Clarifying regulatory influence will shape policies on data sovereignty, latency requirements, and compliance for AI services.
Speaker: Radhakant Das (to panel)
What specific coordination mechanisms or co‑creation models should industry, academia, and government adopt to align AI‑6G pilots with emerging standards and safety guidelines?
A structured framework is needed to avoid siloed development, ensure standard compliance, and address safety concerns.
Speaker: Radhakant Das (to Sandeep Sharma)
How can ROI for AI‑6G use cases in priority sectors (BFSI, manufacturing, healthcare, mobility) be measured within the next 1.5 years, and what metrics should be used?
Defining clear ROI metrics will help stakeholders justify investments and track the economic impact of early 6G deployments.
Speaker: Radhakant Das (to Sandeep Sharma)
What framework should be established to balance openness (interoperability) with sovereignty in AI‑native telecom ecosystems?
Balancing open standards with national sovereignty is essential for security, innovation, and global competitiveness.
Speaker: Radhakant Das (to Rajeev Saluja)
How can an AI‑API architecture be standardized to ensure interoperability of AI‑enabled devices (e.g., Meta glasses) across different platforms and operators?
Standardized AI APIs would prevent vendor lock‑in, foster a vibrant ecosystem, and simplify developer integration.
Speaker: Audience member (unnamed)
What mechanisms can be created to leverage India’s massive domestic data for training large language models while preserving privacy and encouraging industry participation?
Utilizing domestic data responsibly is key to building sovereign AI capabilities and reducing dependence on external models.
Speaker: Audience member (unnamed)
What is the current state and future potential of monetizing network API‑centric services in India, and how can this be quantified?
Quantifying API‑based revenue streams will guide telecom operators in developing new business models and partnerships.
Speaker: Sidhu (AT&T audience)
What national sandbox or test‑bed frameworks are needed to safely trial AI‑native telecom services before standardization?

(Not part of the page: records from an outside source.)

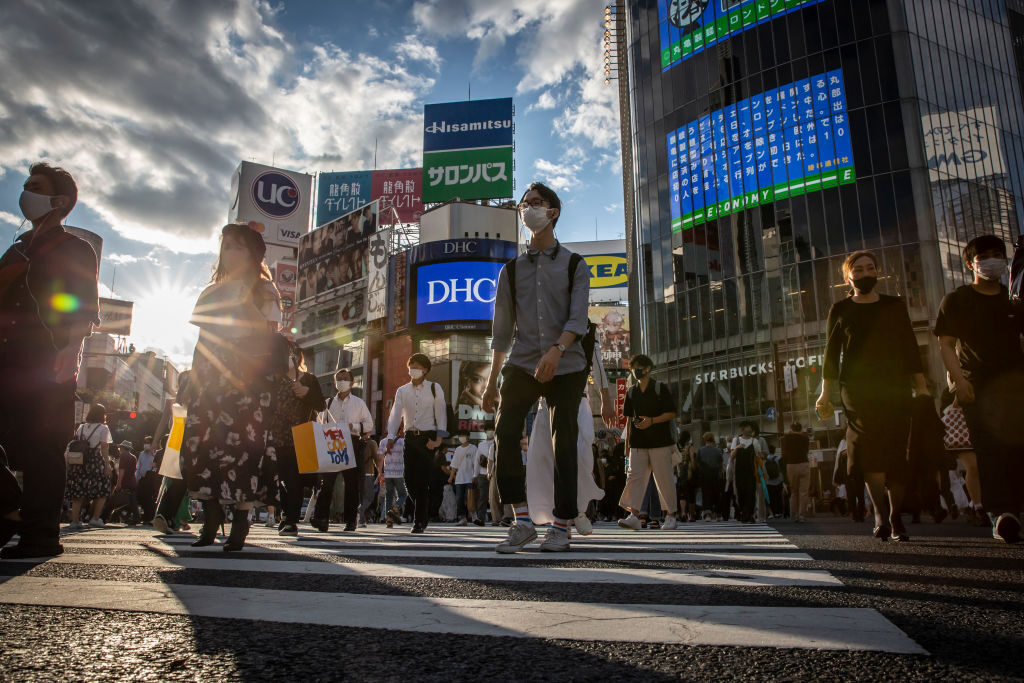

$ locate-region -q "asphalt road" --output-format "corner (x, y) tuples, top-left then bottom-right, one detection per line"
(0, 517), (1024, 681)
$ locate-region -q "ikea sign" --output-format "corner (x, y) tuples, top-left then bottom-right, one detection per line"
(583, 254), (629, 290)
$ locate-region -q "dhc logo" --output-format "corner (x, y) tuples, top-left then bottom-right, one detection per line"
(427, 278), (498, 306)
(252, 171), (299, 218)
(583, 254), (629, 290)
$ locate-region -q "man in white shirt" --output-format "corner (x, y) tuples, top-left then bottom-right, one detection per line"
(387, 353), (447, 533)
(309, 368), (374, 531)
(449, 429), (483, 526)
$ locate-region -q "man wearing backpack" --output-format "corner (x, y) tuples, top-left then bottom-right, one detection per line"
(385, 353), (449, 533)
(618, 354), (679, 531)
(483, 182), (590, 553)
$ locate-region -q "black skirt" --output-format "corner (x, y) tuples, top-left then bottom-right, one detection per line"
(840, 382), (912, 483)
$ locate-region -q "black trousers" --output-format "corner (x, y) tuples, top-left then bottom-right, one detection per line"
(313, 437), (366, 526)
(495, 365), (587, 519)
(0, 366), (75, 545)
(406, 432), (436, 526)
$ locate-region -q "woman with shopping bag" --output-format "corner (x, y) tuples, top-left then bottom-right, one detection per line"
(182, 222), (288, 551)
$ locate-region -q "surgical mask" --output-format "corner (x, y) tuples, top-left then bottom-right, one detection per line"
(17, 189), (53, 220)
(853, 275), (879, 294)
(974, 258), (1007, 281)
(522, 206), (551, 232)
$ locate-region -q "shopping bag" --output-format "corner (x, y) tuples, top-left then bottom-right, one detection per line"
(292, 420), (355, 474)
(160, 403), (188, 479)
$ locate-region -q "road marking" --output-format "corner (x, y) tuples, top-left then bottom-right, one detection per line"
(0, 575), (927, 654)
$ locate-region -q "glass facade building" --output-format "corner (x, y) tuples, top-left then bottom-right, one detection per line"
(617, 0), (1024, 446)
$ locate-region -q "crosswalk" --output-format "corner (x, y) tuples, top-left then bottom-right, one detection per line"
(0, 522), (925, 653)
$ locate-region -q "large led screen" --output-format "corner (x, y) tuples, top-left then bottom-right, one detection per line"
(667, 70), (855, 232)
(657, 0), (822, 71)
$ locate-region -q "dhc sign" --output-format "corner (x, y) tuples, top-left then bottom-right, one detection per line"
(416, 261), (504, 325)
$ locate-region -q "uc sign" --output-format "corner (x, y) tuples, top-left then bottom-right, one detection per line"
(583, 254), (629, 290)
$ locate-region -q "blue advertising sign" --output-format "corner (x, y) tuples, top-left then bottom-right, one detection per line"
(666, 68), (855, 232)
(423, 97), (513, 153)
(657, 0), (822, 72)
(415, 261), (505, 325)
(313, 171), (373, 227)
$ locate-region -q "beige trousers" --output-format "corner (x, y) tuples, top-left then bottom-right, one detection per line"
(618, 445), (679, 516)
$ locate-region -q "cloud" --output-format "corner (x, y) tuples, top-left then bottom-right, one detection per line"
(0, 0), (433, 253)
(534, 159), (583, 191)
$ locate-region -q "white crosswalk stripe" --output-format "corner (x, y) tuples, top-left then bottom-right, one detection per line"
(0, 523), (924, 653)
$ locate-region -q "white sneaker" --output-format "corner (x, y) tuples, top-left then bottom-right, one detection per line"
(618, 512), (641, 531)
(541, 527), (569, 553)
(495, 524), (537, 554)
(572, 515), (594, 536)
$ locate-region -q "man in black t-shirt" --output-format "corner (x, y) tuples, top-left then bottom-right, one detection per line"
(618, 355), (679, 530)
(935, 234), (1024, 543)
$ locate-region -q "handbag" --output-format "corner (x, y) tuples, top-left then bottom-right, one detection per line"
(292, 411), (357, 474)
(942, 400), (974, 451)
(65, 425), (99, 465)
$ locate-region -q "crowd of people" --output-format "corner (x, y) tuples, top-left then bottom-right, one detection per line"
(0, 165), (1024, 558)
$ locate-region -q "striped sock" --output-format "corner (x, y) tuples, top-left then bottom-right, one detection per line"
(512, 505), (534, 526)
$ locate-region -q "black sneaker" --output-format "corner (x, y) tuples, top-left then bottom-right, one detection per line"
(992, 512), (1021, 543)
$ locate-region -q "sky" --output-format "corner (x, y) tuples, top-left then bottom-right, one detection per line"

A sandbox environment would allow controlled experimentation, validation of safety measures, and smoother transition to standards.
Speaker: Sandeep Sharma
What safety guardrails and audit mechanisms are required for AI models that can modify live telecom network parameters?
Ensuring explainability and auditability of AI‑driven network changes is vital to maintain reliability and trust.
Speaker: Sandeep Sharma
What research is needed on uplink traffic growth due to AI applications and the required enhancements in 6G network architecture?

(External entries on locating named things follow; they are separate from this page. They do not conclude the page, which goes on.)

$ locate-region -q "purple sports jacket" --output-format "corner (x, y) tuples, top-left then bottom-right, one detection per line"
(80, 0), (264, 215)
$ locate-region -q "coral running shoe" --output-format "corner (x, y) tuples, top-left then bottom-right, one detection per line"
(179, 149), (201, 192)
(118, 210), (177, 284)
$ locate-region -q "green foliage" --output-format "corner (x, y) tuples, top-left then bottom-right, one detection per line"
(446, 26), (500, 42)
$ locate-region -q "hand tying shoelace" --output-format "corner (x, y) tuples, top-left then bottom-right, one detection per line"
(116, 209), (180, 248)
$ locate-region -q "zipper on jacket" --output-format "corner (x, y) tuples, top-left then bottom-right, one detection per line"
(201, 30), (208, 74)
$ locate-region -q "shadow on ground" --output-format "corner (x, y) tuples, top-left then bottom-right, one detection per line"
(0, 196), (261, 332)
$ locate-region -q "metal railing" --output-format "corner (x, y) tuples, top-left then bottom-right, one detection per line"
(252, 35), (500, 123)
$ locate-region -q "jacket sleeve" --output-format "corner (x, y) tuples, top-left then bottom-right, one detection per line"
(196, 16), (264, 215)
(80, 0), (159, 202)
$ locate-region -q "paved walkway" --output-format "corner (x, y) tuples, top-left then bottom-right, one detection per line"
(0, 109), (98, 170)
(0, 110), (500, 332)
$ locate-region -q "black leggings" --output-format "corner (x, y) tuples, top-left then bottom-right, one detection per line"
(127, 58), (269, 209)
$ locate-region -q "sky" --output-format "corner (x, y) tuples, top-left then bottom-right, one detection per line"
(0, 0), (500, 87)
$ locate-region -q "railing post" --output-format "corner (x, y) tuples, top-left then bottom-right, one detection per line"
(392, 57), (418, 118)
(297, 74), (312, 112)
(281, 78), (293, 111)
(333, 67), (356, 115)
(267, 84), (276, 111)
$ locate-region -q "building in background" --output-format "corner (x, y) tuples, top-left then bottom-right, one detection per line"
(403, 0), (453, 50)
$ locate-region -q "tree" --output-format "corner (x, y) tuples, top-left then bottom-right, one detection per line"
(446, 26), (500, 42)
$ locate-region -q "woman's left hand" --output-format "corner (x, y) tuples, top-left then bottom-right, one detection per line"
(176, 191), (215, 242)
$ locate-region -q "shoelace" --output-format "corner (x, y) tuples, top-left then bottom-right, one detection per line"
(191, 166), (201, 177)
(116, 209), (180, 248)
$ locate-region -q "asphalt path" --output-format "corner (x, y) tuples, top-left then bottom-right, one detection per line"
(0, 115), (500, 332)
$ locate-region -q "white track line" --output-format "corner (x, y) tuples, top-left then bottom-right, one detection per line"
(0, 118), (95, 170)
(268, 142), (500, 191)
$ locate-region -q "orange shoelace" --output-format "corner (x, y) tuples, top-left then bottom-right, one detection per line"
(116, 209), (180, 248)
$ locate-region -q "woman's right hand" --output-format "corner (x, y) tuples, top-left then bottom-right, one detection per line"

AI‑driven uplink surge will impact spectrum planning, hardware design, and overall network capacity.
Speaker: Surojeet Roy
What performance gains can be achieved with AI‑enhanced PHY (DeepRx/DeepTx) in real‑world deployments, and how should they be validated?
Empirical validation of AI‑based physical‑layer improvements is necessary to justify standard inclusion and investment.
Speaker: Surojeet Roy
How will the token economy affect network KPIs and business models for AI‑driven services?
Understanding token‑based economics will influence pricing, resource allocation, and sustainability of AI services.
Speaker: Sandeep Sharma
How can AI models be trained to reflect Indian driving behavior for autonomous vehicle use cases?
Localized model training is essential for safety and effectiveness of autonomous systems in India’s unique traffic environment.
Speaker: Surojeet Roy
What is the optimal split of inference between edge and central cloud for different AI use cases in India?
Determining the edge‑cloud split per use case will guide architecture design, latency management, and cost efficiency.
Speaker: Surojeet Roy and Rajeev Saluja
What are the power consumption implications of distributing AI inference to edge nodes versus centralized data centers?
Assessing power distribution is critical for sustainable network operation and infrastructure planning.
Speaker: Surojeet Roy
What are the spectrum requirements (e.g., 400 MHz) and spectral efficiency targets for 6G, and how realistic are they?
Clarifying spectrum needs and efficiency goals will inform policy, licensing, and technology development strategies.